Can't share this digest on Facebook? Here's why.
G.R. No. 150590 – 409 SCRA 428 – Criminal Law – Book 1 – Aggravating Circumstance – Treachery – Hitting Behind the Back – Killing After an Altercation
On July 3, 1997, Ruel Barela, a manager at a construction company confronted security guard Willie Almedilla while the latter was eating. Barela castigated Almedilla for leaving the gate open. They exchanged some word. According to witness accounts, about one minute after the argument and while Barela was already walking away from Almedilla with his back turned, Almedilla fired a shot upon Barela’s back. Barela eventually died.
The trial court convicted Almedilla of murder as it appreciated the qualifying circumstance of treachery.
On appeal, Almedilla contested the propriety of the crime for which he was convicted. He invoked the ruling in People vs Academia, Jr. (307 SCRA 229) where it was ruled that:
…treachery may not be appreciated where an altercation preceded the shooting, and the time between the altercation and shooting was not significant as to create a break in the series of events.
ISSUE: Whether or not treachery qualified the killing to murder?

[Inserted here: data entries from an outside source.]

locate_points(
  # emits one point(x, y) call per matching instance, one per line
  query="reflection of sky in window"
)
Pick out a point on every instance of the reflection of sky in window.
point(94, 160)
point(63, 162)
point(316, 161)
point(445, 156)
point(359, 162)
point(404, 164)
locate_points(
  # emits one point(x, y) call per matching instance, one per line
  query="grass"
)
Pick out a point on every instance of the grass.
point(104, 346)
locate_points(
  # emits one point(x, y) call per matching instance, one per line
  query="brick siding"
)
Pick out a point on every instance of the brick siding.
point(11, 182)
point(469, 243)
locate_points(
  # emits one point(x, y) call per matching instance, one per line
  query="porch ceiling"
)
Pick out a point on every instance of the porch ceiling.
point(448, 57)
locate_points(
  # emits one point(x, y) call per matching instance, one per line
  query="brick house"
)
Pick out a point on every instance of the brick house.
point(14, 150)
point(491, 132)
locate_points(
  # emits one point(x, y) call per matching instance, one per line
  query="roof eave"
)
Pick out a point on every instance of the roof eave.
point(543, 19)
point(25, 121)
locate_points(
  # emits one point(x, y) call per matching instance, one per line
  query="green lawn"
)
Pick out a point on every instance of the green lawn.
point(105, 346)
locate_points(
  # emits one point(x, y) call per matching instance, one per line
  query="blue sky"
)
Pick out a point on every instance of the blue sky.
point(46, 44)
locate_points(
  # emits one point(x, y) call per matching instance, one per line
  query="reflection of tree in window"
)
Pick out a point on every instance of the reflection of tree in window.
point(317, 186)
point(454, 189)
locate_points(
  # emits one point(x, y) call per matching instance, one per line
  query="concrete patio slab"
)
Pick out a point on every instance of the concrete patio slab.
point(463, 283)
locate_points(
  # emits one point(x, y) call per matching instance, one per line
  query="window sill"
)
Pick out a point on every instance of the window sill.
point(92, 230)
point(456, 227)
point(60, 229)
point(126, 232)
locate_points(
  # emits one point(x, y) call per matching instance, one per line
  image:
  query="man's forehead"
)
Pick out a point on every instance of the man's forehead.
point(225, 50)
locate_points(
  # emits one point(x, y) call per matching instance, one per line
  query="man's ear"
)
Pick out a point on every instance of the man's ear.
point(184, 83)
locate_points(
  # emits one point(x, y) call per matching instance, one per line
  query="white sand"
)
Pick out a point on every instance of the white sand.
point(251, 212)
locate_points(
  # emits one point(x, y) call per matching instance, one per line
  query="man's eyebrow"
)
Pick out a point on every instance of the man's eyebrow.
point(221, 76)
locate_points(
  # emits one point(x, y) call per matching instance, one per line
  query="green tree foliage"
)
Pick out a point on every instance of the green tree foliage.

HELD: Yes. The one minute that lapsed from the time of the argument until the act of shooting by Almedilla is already sufficient for him to formulate the intent to kill Barela. In fact, he made sure that Barela’s back was turned away from him before he shot him thereby ensuring that Barela had no means to defend himself. In other words, the shooting did not immediately follow the altercation. There was still a sufficient break in the series of events. Therefore, treachery was properly appreciated against Almedilla.